Lakers Sports Talk Radio: Why They (Probably) Won’t Make the Playoffs

Andrew D. Bernstein/NBAE via Getty Images Kobe Bryant

Sports talk radio never changes. Kevin from Saugus is Leo from Bensonhurst is Robbie from Schaumburg is Carl on a cell phone on the 280 outside Daly City, and although each of those guys complains in a regional style about regional players, they all share a similar tone — the annoyed arch in the vowels when they pronounce a terrible quarterback’s name, the self-righteous lilt whenever they talk about a linebacker who has been recently arrested. Here in Los Angeles, sports talk radio is really just Lakers talk radio. The Kings can win the Stanley Cup, the Clippers can win 17 straight games, UCLA can recruit the top high school player in the nation, but as long as Kobe Bryant is doing something at Staples Center, every Dan from Santa Monica, Jun from Cerritos, and Miguel from West Covina will call in to sing his praises. It’s a weird, profoundly Southern Californian inversion of the usual sports talk radio formula — Dan, Jun, and Miguel might be the same guys as Kevin, Leo, and Robbie, they might still be nasty and paranoid, but they are nasty and paranoid about the greatness of Kobe Bryant.

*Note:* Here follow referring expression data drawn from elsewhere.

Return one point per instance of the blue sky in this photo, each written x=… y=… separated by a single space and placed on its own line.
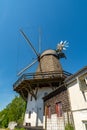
x=58 y=20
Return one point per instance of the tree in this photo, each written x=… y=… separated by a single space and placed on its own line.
x=13 y=112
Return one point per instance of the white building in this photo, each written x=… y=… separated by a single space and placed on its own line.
x=77 y=88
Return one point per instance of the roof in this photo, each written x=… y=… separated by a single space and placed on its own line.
x=77 y=74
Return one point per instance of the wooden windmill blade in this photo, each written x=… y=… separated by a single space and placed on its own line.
x=27 y=67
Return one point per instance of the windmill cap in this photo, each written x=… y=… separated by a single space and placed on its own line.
x=49 y=52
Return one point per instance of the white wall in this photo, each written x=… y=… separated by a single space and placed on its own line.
x=36 y=108
x=76 y=97
x=78 y=105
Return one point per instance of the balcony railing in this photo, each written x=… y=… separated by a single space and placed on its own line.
x=41 y=75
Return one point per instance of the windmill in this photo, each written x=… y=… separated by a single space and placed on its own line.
x=34 y=86
x=60 y=46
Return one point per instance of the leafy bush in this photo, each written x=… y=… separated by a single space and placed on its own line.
x=69 y=127
x=13 y=112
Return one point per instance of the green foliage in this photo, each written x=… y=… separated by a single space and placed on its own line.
x=13 y=112
x=19 y=129
x=69 y=127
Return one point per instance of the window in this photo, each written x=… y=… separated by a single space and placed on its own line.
x=59 y=109
x=48 y=112
x=29 y=114
x=31 y=98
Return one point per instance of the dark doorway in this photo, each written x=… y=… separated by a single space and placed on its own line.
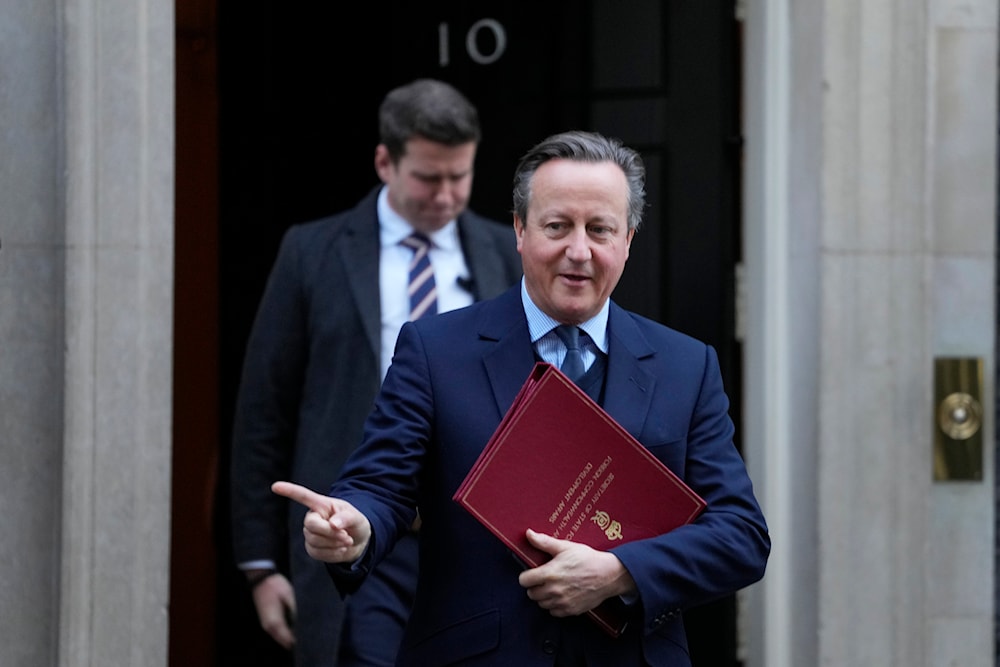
x=294 y=104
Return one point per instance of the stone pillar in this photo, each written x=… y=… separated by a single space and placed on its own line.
x=870 y=249
x=86 y=289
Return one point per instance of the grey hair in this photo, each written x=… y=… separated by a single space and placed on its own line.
x=582 y=147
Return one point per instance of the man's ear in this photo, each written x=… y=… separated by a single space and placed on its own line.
x=383 y=163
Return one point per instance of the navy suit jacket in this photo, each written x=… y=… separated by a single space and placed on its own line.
x=310 y=375
x=452 y=378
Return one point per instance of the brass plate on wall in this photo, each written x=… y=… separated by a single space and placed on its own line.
x=958 y=419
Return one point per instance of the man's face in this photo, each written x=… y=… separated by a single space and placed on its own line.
x=430 y=184
x=576 y=239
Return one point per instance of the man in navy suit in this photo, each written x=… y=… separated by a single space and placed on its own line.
x=578 y=200
x=322 y=339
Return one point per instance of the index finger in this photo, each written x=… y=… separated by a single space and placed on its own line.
x=300 y=494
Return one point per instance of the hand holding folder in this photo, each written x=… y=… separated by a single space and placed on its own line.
x=559 y=464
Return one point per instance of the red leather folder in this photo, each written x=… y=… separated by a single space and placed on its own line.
x=559 y=464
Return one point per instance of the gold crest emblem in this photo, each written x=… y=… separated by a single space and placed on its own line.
x=611 y=528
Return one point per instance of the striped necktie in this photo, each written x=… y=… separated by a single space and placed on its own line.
x=422 y=290
x=572 y=365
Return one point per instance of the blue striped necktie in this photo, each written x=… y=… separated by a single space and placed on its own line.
x=422 y=290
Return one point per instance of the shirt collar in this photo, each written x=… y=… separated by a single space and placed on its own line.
x=540 y=323
x=393 y=228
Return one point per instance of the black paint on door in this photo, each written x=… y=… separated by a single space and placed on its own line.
x=299 y=88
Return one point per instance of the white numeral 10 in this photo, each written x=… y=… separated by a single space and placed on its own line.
x=494 y=26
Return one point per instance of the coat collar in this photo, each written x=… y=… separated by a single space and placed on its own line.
x=630 y=384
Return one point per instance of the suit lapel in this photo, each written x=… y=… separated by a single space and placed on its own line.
x=482 y=258
x=359 y=252
x=629 y=388
x=510 y=361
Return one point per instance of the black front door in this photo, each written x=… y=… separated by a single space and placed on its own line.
x=300 y=84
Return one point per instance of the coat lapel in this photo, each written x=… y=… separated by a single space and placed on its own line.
x=510 y=361
x=482 y=257
x=629 y=388
x=358 y=250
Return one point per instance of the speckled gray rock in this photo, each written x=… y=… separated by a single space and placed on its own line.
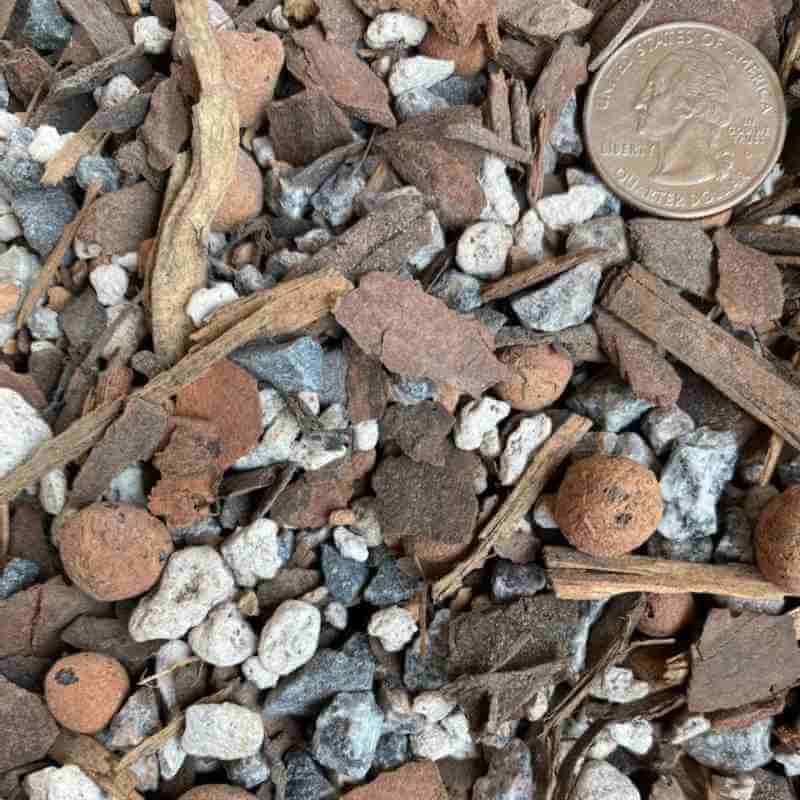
x=344 y=577
x=347 y=733
x=599 y=780
x=417 y=101
x=333 y=203
x=135 y=721
x=17 y=574
x=482 y=249
x=510 y=775
x=45 y=27
x=461 y=292
x=736 y=543
x=252 y=552
x=567 y=301
x=248 y=772
x=292 y=367
x=699 y=550
x=98 y=169
x=423 y=673
x=222 y=730
x=735 y=750
x=662 y=426
x=224 y=638
x=391 y=585
x=609 y=402
x=692 y=482
x=392 y=751
x=193 y=582
x=43 y=214
x=328 y=673
x=605 y=232
x=418 y=72
x=510 y=581
x=305 y=780
x=290 y=637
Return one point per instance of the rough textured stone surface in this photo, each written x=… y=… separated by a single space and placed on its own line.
x=567 y=301
x=222 y=730
x=347 y=734
x=27 y=729
x=733 y=751
x=328 y=673
x=194 y=581
x=224 y=638
x=693 y=480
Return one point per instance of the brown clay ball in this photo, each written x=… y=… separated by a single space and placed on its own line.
x=666 y=614
x=84 y=691
x=113 y=552
x=607 y=506
x=777 y=540
x=216 y=791
x=468 y=59
x=542 y=375
x=244 y=198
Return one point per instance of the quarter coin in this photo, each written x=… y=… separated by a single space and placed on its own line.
x=685 y=120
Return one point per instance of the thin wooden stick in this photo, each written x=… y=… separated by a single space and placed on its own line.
x=536 y=273
x=577 y=576
x=507 y=518
x=621 y=35
x=53 y=262
x=295 y=305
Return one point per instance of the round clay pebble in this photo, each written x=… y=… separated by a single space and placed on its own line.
x=252 y=63
x=216 y=791
x=84 y=691
x=113 y=552
x=469 y=60
x=543 y=374
x=245 y=196
x=666 y=614
x=777 y=540
x=607 y=506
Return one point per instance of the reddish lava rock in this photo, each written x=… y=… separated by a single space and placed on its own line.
x=777 y=540
x=216 y=791
x=226 y=395
x=114 y=552
x=542 y=374
x=468 y=59
x=244 y=198
x=667 y=614
x=607 y=506
x=252 y=63
x=84 y=691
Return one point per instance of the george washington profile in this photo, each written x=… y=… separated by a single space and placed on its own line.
x=685 y=107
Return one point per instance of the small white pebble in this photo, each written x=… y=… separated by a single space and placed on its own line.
x=53 y=491
x=117 y=91
x=366 y=434
x=482 y=249
x=395 y=28
x=290 y=637
x=263 y=151
x=394 y=626
x=46 y=143
x=204 y=302
x=336 y=615
x=476 y=419
x=152 y=34
x=522 y=443
x=432 y=705
x=350 y=544
x=110 y=282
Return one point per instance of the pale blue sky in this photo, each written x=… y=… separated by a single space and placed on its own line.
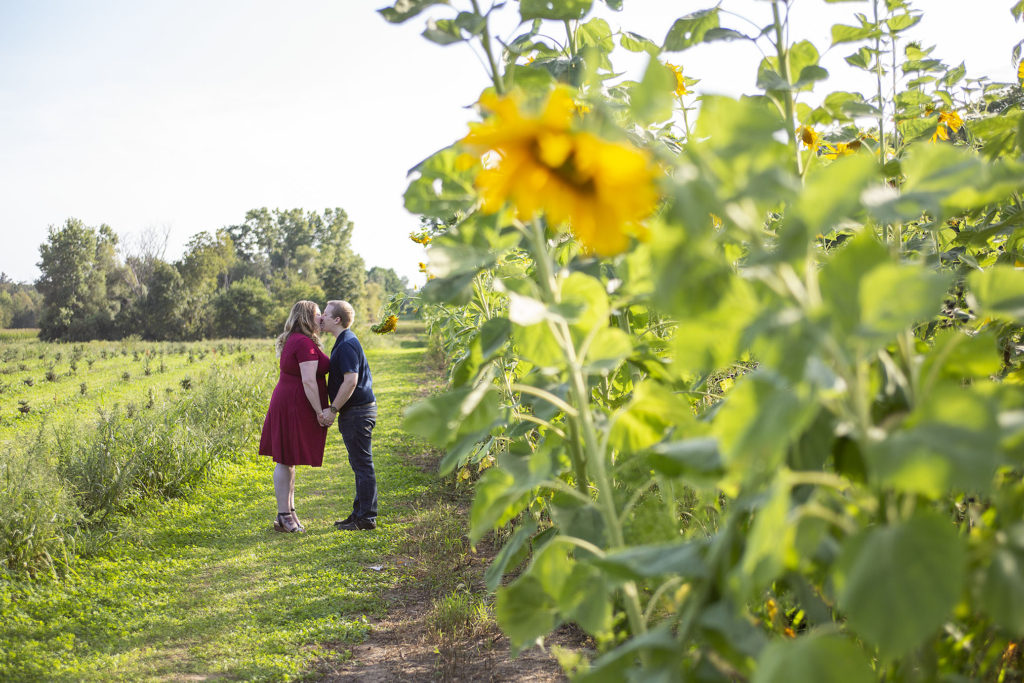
x=185 y=114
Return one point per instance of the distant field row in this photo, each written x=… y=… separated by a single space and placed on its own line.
x=42 y=382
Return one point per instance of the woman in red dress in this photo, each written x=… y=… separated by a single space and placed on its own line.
x=293 y=432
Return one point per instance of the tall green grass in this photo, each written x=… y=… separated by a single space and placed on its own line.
x=59 y=486
x=18 y=334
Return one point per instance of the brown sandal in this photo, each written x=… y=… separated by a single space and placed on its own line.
x=286 y=523
x=295 y=517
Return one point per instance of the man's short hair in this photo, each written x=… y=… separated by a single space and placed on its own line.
x=341 y=309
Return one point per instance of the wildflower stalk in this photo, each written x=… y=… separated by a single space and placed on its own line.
x=583 y=424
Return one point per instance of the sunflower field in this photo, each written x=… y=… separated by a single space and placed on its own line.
x=737 y=381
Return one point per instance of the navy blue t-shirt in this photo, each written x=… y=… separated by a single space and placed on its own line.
x=347 y=356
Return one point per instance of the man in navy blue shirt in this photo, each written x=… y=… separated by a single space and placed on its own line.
x=349 y=387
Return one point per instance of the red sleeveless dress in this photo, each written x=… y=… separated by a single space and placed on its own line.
x=291 y=433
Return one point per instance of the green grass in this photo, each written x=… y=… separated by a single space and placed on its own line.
x=205 y=587
x=12 y=334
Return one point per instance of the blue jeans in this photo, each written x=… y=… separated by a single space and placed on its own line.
x=356 y=426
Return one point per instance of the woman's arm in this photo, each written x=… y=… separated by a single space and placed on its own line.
x=308 y=372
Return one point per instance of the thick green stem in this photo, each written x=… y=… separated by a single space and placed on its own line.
x=878 y=77
x=586 y=429
x=496 y=76
x=787 y=103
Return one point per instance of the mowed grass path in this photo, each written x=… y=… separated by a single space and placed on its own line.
x=205 y=589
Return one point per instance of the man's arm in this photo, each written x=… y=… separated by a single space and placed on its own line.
x=344 y=393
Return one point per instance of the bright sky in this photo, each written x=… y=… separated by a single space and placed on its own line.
x=185 y=114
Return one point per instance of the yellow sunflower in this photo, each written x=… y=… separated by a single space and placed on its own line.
x=949 y=122
x=680 y=80
x=599 y=189
x=840 y=148
x=809 y=136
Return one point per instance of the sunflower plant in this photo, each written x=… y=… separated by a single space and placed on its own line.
x=742 y=390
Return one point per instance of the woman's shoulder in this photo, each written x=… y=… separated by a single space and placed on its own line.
x=300 y=341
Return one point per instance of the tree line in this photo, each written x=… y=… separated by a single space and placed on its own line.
x=239 y=281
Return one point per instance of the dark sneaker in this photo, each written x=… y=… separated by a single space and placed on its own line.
x=356 y=525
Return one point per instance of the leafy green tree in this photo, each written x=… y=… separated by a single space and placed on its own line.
x=243 y=309
x=20 y=302
x=165 y=301
x=289 y=289
x=6 y=309
x=82 y=287
x=345 y=279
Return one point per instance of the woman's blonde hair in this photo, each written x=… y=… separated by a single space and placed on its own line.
x=302 y=318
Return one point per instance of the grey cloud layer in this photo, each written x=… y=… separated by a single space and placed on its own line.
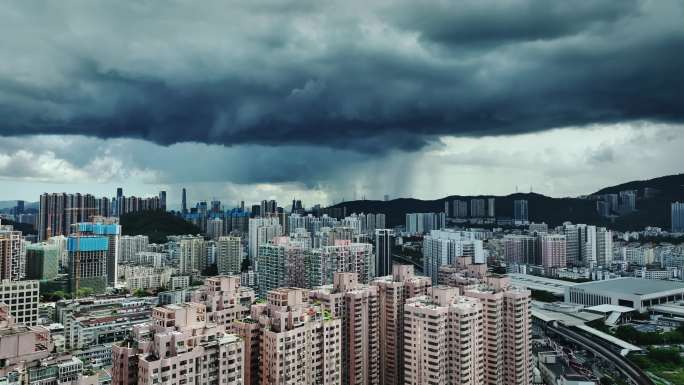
x=366 y=77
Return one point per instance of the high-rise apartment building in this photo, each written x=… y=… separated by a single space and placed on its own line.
x=301 y=341
x=225 y=299
x=393 y=291
x=192 y=253
x=57 y=212
x=12 y=254
x=677 y=217
x=506 y=331
x=281 y=263
x=130 y=245
x=261 y=231
x=215 y=228
x=442 y=247
x=604 y=247
x=162 y=200
x=109 y=228
x=60 y=242
x=21 y=298
x=552 y=249
x=384 y=243
x=179 y=346
x=443 y=339
x=521 y=249
x=628 y=201
x=344 y=256
x=520 y=211
x=229 y=255
x=477 y=208
x=184 y=201
x=357 y=305
x=42 y=261
x=87 y=262
x=421 y=223
x=491 y=208
x=460 y=209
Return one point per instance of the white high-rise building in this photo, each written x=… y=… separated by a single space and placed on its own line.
x=215 y=228
x=229 y=255
x=192 y=253
x=422 y=223
x=131 y=245
x=384 y=242
x=442 y=247
x=345 y=256
x=677 y=217
x=604 y=247
x=261 y=231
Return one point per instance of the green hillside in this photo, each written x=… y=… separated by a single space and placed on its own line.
x=156 y=224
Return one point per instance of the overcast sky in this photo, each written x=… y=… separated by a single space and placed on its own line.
x=324 y=100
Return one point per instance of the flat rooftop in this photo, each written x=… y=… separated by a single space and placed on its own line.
x=555 y=286
x=632 y=286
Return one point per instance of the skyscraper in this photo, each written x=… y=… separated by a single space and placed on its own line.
x=677 y=216
x=262 y=230
x=42 y=261
x=442 y=247
x=421 y=223
x=343 y=256
x=301 y=341
x=477 y=208
x=12 y=254
x=184 y=202
x=491 y=208
x=520 y=212
x=229 y=255
x=357 y=306
x=449 y=328
x=58 y=211
x=552 y=247
x=384 y=242
x=393 y=291
x=109 y=228
x=87 y=262
x=162 y=200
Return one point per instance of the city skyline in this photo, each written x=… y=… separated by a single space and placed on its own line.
x=334 y=101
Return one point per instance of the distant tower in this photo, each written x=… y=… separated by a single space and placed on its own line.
x=119 y=201
x=162 y=200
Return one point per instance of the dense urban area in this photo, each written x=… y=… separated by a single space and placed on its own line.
x=124 y=291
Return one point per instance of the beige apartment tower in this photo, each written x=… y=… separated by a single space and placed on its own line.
x=443 y=343
x=301 y=342
x=357 y=306
x=507 y=331
x=179 y=347
x=393 y=290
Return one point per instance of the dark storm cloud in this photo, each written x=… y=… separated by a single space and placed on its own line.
x=374 y=78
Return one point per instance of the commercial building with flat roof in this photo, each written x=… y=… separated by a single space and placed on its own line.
x=631 y=292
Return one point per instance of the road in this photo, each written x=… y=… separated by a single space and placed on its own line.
x=623 y=364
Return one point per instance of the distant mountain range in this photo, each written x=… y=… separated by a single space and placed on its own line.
x=652 y=210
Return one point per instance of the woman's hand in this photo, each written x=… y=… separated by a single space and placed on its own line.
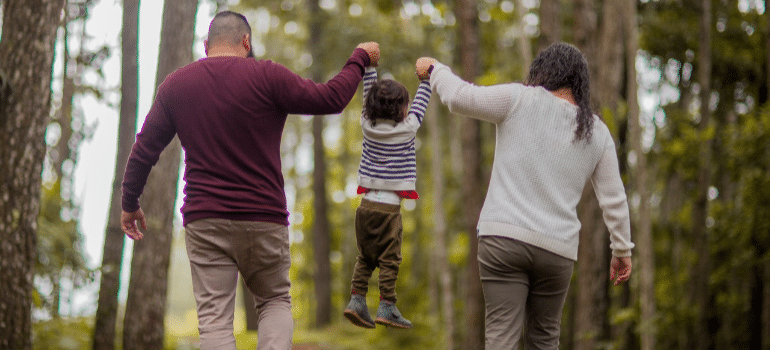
x=423 y=67
x=620 y=268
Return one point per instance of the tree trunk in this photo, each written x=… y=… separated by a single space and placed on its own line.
x=701 y=295
x=550 y=24
x=765 y=265
x=439 y=219
x=27 y=51
x=112 y=256
x=590 y=306
x=765 y=280
x=472 y=187
x=143 y=326
x=525 y=47
x=607 y=81
x=321 y=239
x=645 y=249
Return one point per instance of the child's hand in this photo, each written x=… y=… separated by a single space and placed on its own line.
x=373 y=49
x=422 y=67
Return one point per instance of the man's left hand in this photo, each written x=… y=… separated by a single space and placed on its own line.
x=128 y=224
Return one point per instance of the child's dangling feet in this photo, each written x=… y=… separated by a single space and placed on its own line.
x=357 y=312
x=388 y=315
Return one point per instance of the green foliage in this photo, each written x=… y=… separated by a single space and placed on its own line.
x=63 y=334
x=59 y=253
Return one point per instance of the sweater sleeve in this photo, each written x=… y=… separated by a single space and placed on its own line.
x=296 y=95
x=157 y=132
x=370 y=77
x=421 y=100
x=488 y=103
x=612 y=199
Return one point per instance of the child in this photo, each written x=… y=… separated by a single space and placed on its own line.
x=386 y=174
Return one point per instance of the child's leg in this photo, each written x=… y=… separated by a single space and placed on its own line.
x=390 y=257
x=366 y=260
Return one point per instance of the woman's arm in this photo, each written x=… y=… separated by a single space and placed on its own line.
x=489 y=103
x=612 y=199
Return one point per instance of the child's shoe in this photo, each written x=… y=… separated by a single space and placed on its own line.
x=388 y=315
x=357 y=312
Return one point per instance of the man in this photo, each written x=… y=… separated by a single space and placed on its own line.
x=229 y=112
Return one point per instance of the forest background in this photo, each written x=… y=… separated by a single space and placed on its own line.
x=682 y=84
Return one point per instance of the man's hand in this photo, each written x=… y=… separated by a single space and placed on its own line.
x=620 y=267
x=422 y=67
x=373 y=49
x=128 y=224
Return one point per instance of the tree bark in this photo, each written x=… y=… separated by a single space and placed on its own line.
x=143 y=326
x=645 y=249
x=472 y=187
x=701 y=295
x=439 y=219
x=321 y=239
x=525 y=47
x=112 y=256
x=27 y=51
x=550 y=24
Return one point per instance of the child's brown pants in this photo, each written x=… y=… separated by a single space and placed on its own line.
x=378 y=236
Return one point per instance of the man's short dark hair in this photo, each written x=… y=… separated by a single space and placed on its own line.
x=228 y=28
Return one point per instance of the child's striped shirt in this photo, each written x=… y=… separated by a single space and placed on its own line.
x=388 y=159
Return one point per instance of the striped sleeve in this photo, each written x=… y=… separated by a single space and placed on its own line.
x=370 y=77
x=421 y=99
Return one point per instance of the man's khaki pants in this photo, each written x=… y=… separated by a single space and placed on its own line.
x=218 y=249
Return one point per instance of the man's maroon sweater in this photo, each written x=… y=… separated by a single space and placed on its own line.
x=229 y=113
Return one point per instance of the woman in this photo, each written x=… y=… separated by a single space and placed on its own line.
x=549 y=144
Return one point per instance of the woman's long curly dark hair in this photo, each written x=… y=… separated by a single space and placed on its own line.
x=563 y=65
x=387 y=99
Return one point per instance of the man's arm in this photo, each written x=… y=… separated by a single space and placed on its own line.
x=296 y=95
x=157 y=132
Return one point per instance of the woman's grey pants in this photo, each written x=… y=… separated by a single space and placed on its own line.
x=522 y=281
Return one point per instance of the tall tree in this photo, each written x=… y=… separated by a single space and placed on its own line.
x=550 y=24
x=27 y=48
x=525 y=47
x=766 y=265
x=472 y=184
x=143 y=326
x=439 y=220
x=321 y=236
x=643 y=234
x=701 y=293
x=112 y=256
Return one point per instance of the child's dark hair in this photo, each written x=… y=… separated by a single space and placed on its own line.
x=563 y=65
x=387 y=100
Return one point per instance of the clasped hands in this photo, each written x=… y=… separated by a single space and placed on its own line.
x=422 y=66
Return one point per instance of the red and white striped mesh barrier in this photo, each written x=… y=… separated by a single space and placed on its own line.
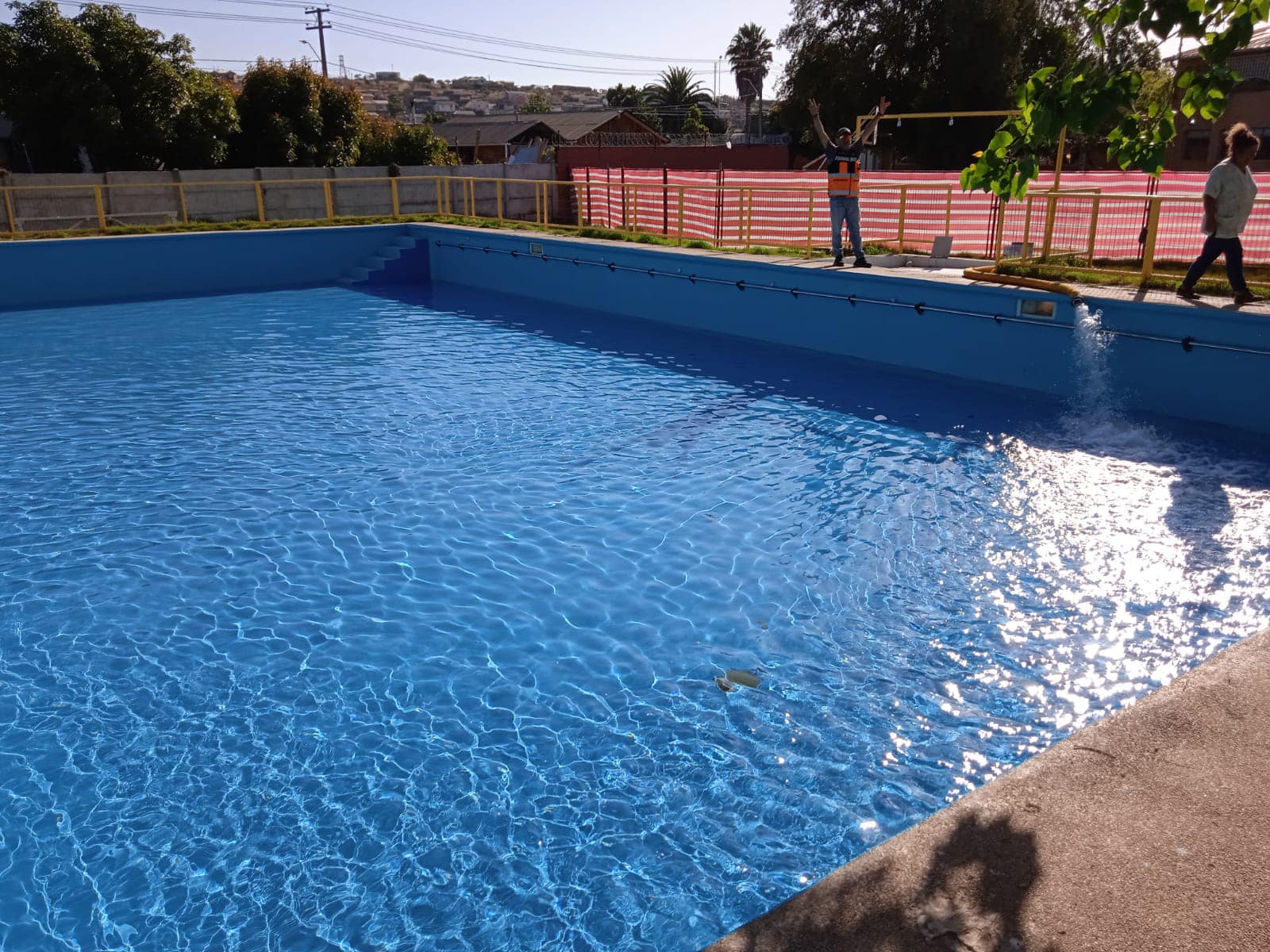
x=933 y=205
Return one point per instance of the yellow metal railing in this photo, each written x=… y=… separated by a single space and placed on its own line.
x=1071 y=225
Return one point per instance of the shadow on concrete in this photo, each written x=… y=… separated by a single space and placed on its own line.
x=973 y=898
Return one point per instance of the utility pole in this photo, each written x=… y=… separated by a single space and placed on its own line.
x=321 y=33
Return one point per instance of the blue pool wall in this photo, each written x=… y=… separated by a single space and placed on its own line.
x=1149 y=372
x=70 y=272
x=1203 y=385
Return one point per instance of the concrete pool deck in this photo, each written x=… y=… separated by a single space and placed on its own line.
x=1147 y=831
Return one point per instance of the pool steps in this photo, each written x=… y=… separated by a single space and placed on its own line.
x=379 y=266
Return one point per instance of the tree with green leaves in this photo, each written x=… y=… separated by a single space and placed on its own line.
x=925 y=56
x=537 y=105
x=633 y=98
x=1103 y=94
x=677 y=92
x=101 y=84
x=694 y=124
x=387 y=143
x=291 y=116
x=749 y=56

This season, the unctuous positivity of Lakers fans has been stretched thin. November talk about 70 wins and a surefire championship quickly devolved into “It doesn’t matter that we went 0-8 in the preseason because PRESEASON GAMES DON’T COUNT WHEN IT’S WINNING TIME,” which, in turn, devolved into “The Princeton offense sucks. Mike Brown sucks, but Kobe rules!” This lasted for about a week until Mike Brown was actually fired, leading to a 4-1 stretch under interim coach Bernie Bickerstaff. For about 10 days here, the talk upticked to “We might not win the 1-seed, but we’ll still win the championship and that’s all anyone cares about here in championship town.” But once Mike D’Antoni took over and the Lakers started losing again, even the most positive callers began to question the team’s chemistry and makeup. After the Lakers lost to Cleveland last month, Armageddon seemed nigh. Nobody would come out and say that these Lakers couldn’t beat anyone in the playoffs (except THIS GUY — sorry, I am right so infrequently that I sometimes feel the need to take a victory lap), but the talk about blowing up this current product and starting afresh with anyone but Pau Gasol had begun in earnest.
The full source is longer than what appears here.